Cleavage-stage biopsies for PGD are highly accurate. As in the case of polar-body biopsies, the detection of genetic disorders requires amplification of the DNA in combination with multiplex PCR to increase accuracy and detect possible allele dropout and contamination. However, in contrast to polar-body biopsy, both maternal and paternal meiotic errors can be detected and there is no need for sequential biopsies to increase accuracy. Some clinics may consider proposing PGD at this stage rather than the blastocyst stage in poor-prognosis patients to increase the possibility of detecting a normal embryo (more embryos to biopsy) given the accuracy at this stage and the high arrest rate of embryos with extended culture.

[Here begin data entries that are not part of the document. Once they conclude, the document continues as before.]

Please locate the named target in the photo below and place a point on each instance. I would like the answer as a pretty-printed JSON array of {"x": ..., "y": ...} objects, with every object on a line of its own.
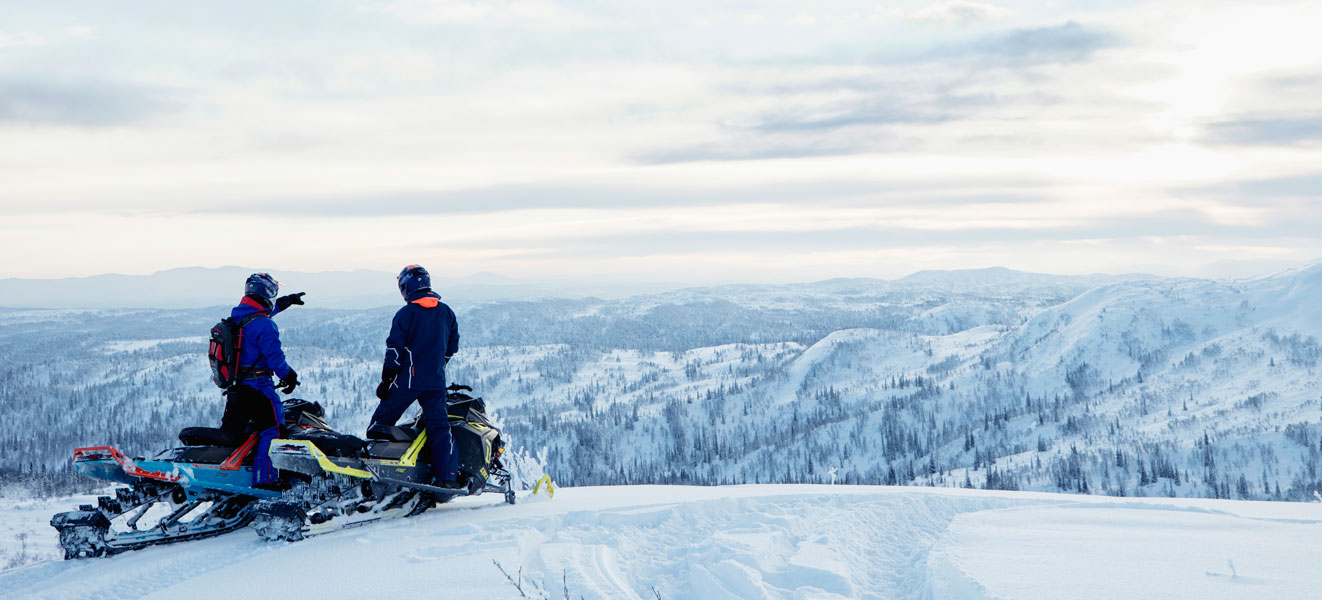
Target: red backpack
[{"x": 222, "y": 352}]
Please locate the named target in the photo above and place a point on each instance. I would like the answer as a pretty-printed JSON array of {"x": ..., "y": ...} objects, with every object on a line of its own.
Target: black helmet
[
  {"x": 262, "y": 286},
  {"x": 413, "y": 279}
]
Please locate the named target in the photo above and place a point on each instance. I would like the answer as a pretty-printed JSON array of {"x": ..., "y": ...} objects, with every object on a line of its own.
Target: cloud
[
  {"x": 82, "y": 103},
  {"x": 877, "y": 110},
  {"x": 959, "y": 12},
  {"x": 1059, "y": 44},
  {"x": 12, "y": 40},
  {"x": 501, "y": 13},
  {"x": 1285, "y": 130},
  {"x": 1253, "y": 192}
]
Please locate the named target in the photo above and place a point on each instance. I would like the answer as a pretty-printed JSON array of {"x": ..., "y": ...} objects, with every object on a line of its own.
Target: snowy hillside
[
  {"x": 1124, "y": 386},
  {"x": 735, "y": 542}
]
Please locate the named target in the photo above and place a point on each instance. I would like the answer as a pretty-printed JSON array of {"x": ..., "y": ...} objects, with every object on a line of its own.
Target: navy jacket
[
  {"x": 423, "y": 336},
  {"x": 261, "y": 342}
]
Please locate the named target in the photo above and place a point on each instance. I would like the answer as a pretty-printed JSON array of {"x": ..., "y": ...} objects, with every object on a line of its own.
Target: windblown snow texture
[
  {"x": 738, "y": 542},
  {"x": 1128, "y": 386}
]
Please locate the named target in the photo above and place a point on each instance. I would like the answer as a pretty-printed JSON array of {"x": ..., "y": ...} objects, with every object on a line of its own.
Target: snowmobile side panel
[{"x": 306, "y": 448}]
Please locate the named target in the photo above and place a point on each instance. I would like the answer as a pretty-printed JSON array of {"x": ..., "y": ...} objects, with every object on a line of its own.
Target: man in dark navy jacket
[
  {"x": 422, "y": 338},
  {"x": 251, "y": 403}
]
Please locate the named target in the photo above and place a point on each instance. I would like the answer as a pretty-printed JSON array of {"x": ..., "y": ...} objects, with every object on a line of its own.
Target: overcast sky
[{"x": 694, "y": 142}]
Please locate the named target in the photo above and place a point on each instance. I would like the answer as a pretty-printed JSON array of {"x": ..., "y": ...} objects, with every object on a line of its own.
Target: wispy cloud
[
  {"x": 959, "y": 12},
  {"x": 24, "y": 38},
  {"x": 1058, "y": 44},
  {"x": 81, "y": 102},
  {"x": 1272, "y": 131}
]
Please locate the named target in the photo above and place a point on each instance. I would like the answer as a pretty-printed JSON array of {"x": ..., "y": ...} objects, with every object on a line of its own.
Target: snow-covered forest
[{"x": 994, "y": 378}]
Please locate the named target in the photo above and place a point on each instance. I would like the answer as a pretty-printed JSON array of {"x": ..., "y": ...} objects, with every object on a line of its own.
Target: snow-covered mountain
[
  {"x": 198, "y": 287},
  {"x": 726, "y": 542},
  {"x": 982, "y": 378}
]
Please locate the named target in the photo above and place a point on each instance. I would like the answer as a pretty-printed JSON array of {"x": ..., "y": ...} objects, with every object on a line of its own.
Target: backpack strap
[{"x": 238, "y": 346}]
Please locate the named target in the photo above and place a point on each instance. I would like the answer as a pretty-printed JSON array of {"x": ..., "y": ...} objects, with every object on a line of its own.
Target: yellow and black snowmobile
[{"x": 388, "y": 477}]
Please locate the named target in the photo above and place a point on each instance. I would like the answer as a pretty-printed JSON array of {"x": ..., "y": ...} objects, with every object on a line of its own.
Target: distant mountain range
[{"x": 198, "y": 287}]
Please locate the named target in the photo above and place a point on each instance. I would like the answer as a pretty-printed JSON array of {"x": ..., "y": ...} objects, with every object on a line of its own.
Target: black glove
[
  {"x": 288, "y": 382},
  {"x": 284, "y": 301}
]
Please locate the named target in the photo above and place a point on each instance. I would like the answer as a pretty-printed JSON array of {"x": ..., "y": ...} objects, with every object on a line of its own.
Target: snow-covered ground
[{"x": 733, "y": 542}]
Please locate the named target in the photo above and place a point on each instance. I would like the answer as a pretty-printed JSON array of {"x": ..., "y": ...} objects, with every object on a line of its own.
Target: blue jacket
[
  {"x": 261, "y": 342},
  {"x": 422, "y": 338}
]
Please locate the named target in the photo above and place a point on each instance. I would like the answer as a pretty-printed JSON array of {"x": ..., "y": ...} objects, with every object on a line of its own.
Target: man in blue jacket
[
  {"x": 251, "y": 403},
  {"x": 422, "y": 338}
]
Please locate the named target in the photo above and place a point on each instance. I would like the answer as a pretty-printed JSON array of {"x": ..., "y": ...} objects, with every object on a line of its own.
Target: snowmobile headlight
[
  {"x": 300, "y": 450},
  {"x": 89, "y": 455}
]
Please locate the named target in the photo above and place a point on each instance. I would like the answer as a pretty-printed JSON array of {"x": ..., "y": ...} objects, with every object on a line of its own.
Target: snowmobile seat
[
  {"x": 329, "y": 442},
  {"x": 391, "y": 434},
  {"x": 208, "y": 436}
]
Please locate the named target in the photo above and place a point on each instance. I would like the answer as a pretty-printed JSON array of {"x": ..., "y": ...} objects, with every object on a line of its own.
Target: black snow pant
[
  {"x": 247, "y": 410},
  {"x": 435, "y": 412}
]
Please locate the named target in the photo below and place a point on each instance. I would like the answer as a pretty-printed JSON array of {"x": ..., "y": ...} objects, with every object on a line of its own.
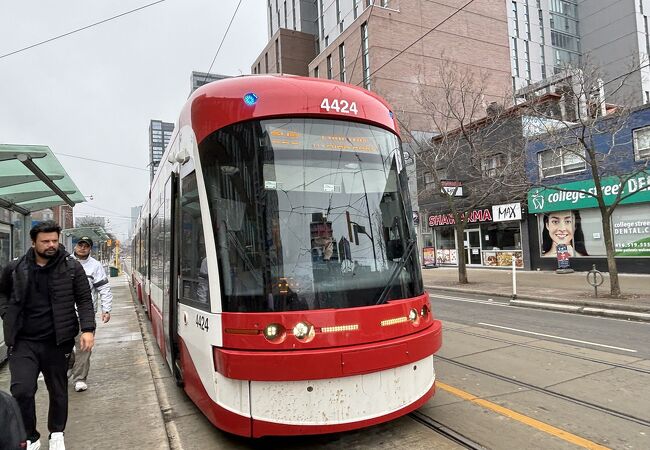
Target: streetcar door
[{"x": 169, "y": 269}]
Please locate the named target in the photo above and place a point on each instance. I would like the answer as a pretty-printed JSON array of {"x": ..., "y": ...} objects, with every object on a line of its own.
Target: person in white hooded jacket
[{"x": 102, "y": 296}]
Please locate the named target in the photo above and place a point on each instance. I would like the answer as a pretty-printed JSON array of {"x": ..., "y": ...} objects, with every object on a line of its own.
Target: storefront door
[{"x": 473, "y": 247}]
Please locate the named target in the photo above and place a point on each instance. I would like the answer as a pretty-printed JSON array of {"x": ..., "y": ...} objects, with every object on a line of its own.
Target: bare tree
[
  {"x": 476, "y": 158},
  {"x": 582, "y": 132}
]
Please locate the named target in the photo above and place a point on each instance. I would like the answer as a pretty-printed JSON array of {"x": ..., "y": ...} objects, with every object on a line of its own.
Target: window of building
[
  {"x": 329, "y": 67},
  {"x": 338, "y": 11},
  {"x": 527, "y": 21},
  {"x": 493, "y": 165},
  {"x": 515, "y": 20},
  {"x": 428, "y": 180},
  {"x": 515, "y": 57},
  {"x": 642, "y": 143},
  {"x": 365, "y": 57},
  {"x": 322, "y": 22},
  {"x": 561, "y": 161},
  {"x": 342, "y": 62}
]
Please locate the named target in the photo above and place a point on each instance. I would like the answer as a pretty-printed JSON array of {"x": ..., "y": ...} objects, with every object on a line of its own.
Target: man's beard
[{"x": 47, "y": 254}]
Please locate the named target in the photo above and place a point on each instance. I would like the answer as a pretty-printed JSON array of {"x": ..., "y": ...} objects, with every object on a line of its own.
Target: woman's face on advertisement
[{"x": 560, "y": 227}]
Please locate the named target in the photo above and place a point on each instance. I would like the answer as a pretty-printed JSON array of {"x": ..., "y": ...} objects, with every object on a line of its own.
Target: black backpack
[{"x": 11, "y": 423}]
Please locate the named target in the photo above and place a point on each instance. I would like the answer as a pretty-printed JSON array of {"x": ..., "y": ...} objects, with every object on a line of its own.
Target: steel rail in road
[
  {"x": 542, "y": 390},
  {"x": 445, "y": 431}
]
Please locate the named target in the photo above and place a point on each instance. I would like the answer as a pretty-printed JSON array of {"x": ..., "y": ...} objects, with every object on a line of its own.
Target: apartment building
[{"x": 547, "y": 35}]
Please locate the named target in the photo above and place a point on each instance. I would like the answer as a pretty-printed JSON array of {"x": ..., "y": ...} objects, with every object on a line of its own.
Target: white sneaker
[{"x": 56, "y": 441}]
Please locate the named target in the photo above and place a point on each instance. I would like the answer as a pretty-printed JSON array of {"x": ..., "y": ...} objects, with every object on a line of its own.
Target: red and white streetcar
[{"x": 276, "y": 258}]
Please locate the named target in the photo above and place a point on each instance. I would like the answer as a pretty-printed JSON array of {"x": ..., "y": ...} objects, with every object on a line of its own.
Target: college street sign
[{"x": 575, "y": 195}]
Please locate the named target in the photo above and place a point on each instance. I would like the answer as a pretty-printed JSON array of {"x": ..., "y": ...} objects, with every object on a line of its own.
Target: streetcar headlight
[
  {"x": 303, "y": 331},
  {"x": 274, "y": 331}
]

PGS results with cleavage-stage biopsies are difficult to interpret. Embryos at the cleavage stage have a high degree of chromosome instability. As a result, mitotic errors are high. In fact, the incidence of mitotic errors in cleavage-stage embryos is higher than the meiotic aneuploidy rate; as a consequence, the genome of a single blastomere may not be representative of the genome of the other cells in the embryo. Because of the frequency of mitotic errors, over half the embryos at this stage are mosaic , which is defined as the presence of two or more chromosomally distinct cell lines within an embryo. Therefore day-3 embryos can consist of a mixture of normal cells and cells with aneuploidy. Mitotic errors are most commonly due to anaphase lag and nondisjunction, concepts discussed in detail in a review by Mantikou and collegues. Multiple types of mosaicism are characterized, some with undetermined significance. Contributing to the challenges of assessing PGS outcomes, it is also thought that many of these cleavage-stage embryos diagnosed as aneuploidy due to mitotic errors will self-correct by the blastocyst stage. The concept of self-correction, albeit controversial, is based on the relatively higher proportion of aneuploid cells present within the embryo at the cleavage stage versus the blastocyst stage and evidence for trisomic rescue.
Prior randomized trials with cleavage-stage biopsies for PGS showed no benefit. The main reason for the surprising findings was due to the mosaicism and consequently high number of false-positive and false-negative results. In addition, FISH was used to test chromosome copy number, which was complicated by a low predictive value and limitations as to the number of chromosomes assessed (see further on). With newer molecular testing and the ability to do CCS, it is possible that results would lead to increased diagnostic challenges given the sensitivity of the testing. More research is required to understand the clinical consequences of chromosome instability and mosaicism.
Cleavage-Stage Biopsy Procedure
Cleavage-stage biopsy is performed on the morning of day 3 after oocyte retrieval ( Fig. 32.13 ). Unfortunately not all human embryos reach the seven- or eight-cell stage by that time. Six-cell–stage embryos may, therefore, be included for one- or two-cell removal, although they are suspected of being of inferior quality because of delayed cleavage.